Wieviel Kunststoffe habe ich bei meiner Buchproduktion eingespart?
Mithilfe von Frau Prof. Heinze von der HTWK Leipzig konnte ich ausrechnen, dass ich bei meinem Buch ca. 36kg Kunststoffe bei einer Auflage von 1.000 Büchern eingespart habe. Die Mengenangabe ist eine ungefähre Zahl, es ging mir eher darum ein Gespür dafür zu bekommen, wo überall Kunststoffe drin sind. 36kg klingt auch erst einmal gar nicht so viel, aber man muss es auf die Masse der Bücher im Jahr hochrechnen, die produziert werden.

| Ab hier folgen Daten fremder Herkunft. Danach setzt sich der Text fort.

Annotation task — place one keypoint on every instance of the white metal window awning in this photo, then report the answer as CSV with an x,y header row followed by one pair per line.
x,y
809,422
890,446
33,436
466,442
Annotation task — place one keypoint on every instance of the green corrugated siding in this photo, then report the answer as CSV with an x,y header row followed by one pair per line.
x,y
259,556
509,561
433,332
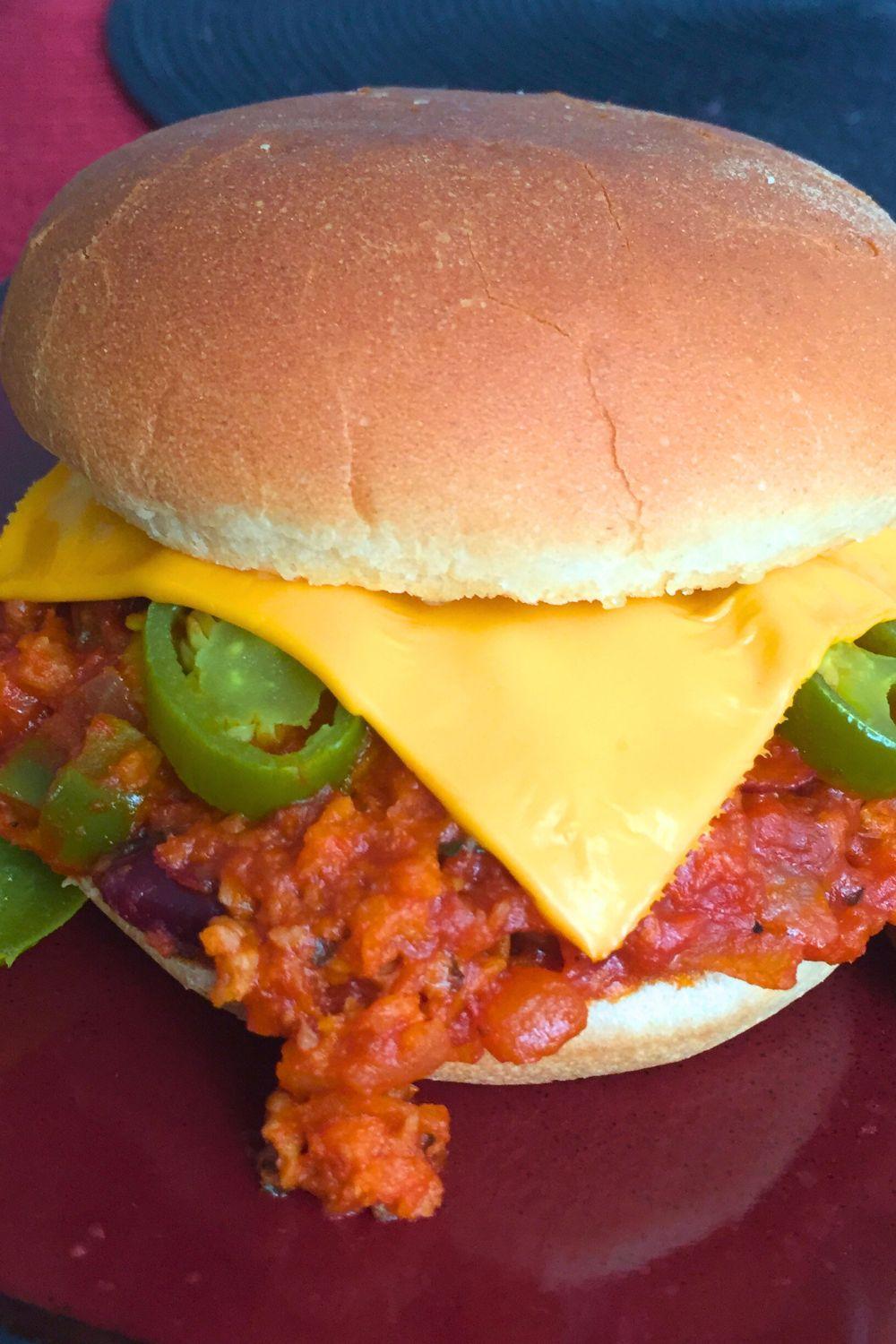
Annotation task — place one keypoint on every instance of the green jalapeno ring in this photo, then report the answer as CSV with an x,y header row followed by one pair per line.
x,y
841,720
228,773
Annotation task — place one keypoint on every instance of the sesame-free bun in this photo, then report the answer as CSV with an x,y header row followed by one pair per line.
x,y
656,1024
466,344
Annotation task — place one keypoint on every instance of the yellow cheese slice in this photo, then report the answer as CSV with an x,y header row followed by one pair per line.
x,y
587,749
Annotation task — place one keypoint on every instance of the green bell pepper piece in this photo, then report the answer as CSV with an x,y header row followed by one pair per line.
x,y
30,771
85,816
841,720
32,900
202,726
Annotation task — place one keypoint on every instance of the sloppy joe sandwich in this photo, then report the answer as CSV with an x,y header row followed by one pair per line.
x,y
457,633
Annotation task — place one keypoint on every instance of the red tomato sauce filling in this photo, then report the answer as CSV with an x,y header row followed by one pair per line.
x,y
373,935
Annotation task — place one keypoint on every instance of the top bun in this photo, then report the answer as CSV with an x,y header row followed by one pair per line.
x,y
466,344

Es werden weltweit ca. 1.8 Millionen Bücher jährlich mit einer Durchschnittlichen Auflage von ca. 3.000 Stück veröffentlicht. Jetzt kannst du dir ausrechnen wie viele Kunststoffe verbraucht werden. Es wird davon ausgegangen, dass ca. 10% aller Bücher nach drei Monaten aus dem Buchhandel genommen und makuliert werden. Genauere Statistiken habe ich bei meiner Recherche nicht gefunden. Das Bücher mit hohem Kunststoffanteilen schlecht oder gar nicht recycelt werden können und stattdessen thermisch verwertet werden, sollte daher nicht verwundern.
Wie geht es weiter?
Mein Buch werde ich Stück für Stück in Handarbeit herstellen. Ich produziere nur so viele Bücher, wie bestellt werden, sodass keines unnötig makuliert werden muss. Das mein handgemachtes Buch kein wirtschaftliches Modell für große Verlage, Buchbindereien oder andere Selfpublisher ist, dass sich nach den heutigen Maßstäben rechnet, ist mir bewusst. Auch wenn ich darum weiß, dass Umweltzerstörung und Ressourcenverbrauch in den Buchpreisen nicht einkalkuliert werden.
Das war nicht mein Ziel. Mir ist es wichtig auf die Problematik der Kunststoffe im Verlagsbereich aufmerksam zu machen und eine Lösungsmöglichkeit, nämlich nachhaltige Bücher auch ästhetisch herzustellen, zu zeigen.
Wer Bücher so wie ich mit Herzblut liebt, selber gerne liest und Naturfotografie die größte Leidenschaft ist und du sieht, wo überall in der Natur Plastik liegt, ist es nicht dann an der Zeit etwas zu ändern?
Als ich dich am Anfang meines Artikels fragte, was Naturfotografie bedeutet und wenn du so geantwortet hast, wie ich es mir denke: Nämlich, dass du die Natur liebst, sie bewahren möchtest, dann sollten wir auch alles dafür tun, sie zu schützen. Fangen wir mit kleinen Projekten an.
Dieser Artikel ist für die Blogparade von Ingrid Holscher zum Thema Nachhaltigkeit.